Chef's Note: Tamales are made in large quantities for special occasions and large celebrations, and they can be frozen to be eaten over an extended period of time. Bigger batches yield tastier tamales.
- 2 1/2 pounds boneless pork butt in 1 piece, trimmed of all but a thin layer of fat
- 1 whole head garlic, un-peeled, cut crosswise in 1/2
- 1 teaspoon black peppercorns
- 4 large bay leaves
- 1 teaspoon salt
- 10 pounds masa (cornmeal flour)
- 1/4 cup water
- 3 heaping tablespoons baking powder
- 1/4 cup salt
- 4 cups vegetable shortening, boiled and cooled
- 5 whole dried California chiles
- 2 whole dried New Mexico chiles
- 2 whole dried pasilla chiles
- 2 pounds tomatoes
- 4 cloves garlic
- 2 teaspoons salt
- 2 teaspoons cumin seeds
- 3 tablespoons salt
- 2 cups water (stock saved from boiling chiles and tomatoes)

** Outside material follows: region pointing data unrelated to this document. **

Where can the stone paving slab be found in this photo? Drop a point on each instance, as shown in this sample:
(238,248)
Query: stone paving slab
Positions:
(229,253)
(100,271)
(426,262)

- 2 tablespoons vegetable shortening
- 1 1/2 tablespoons all-purpose flour
- 4 to 6 dozen dried corn husks
- Green olives
- Potatoes, peeled and cut into small pieces
- Carrot sticks, peeled and cut into small pieces
Place pork butt in large Dutch oven or medium-size stock pot. Add garlic, peppercorns, bay leaves and salt. Add enough cold water to cover by at least 3 inches. Bring just to a boil on high heat, quickly reduce heat to medium-low, and let simmer, partly covered, skimming any froth from the top during the first 15 to 20 minutes of cooking. A piece this size should be well-cooked but not dried out in 1 1/2 to 2 hours. Remove from stock and let cool to room temperature. When cool, pull meat into fine shreds.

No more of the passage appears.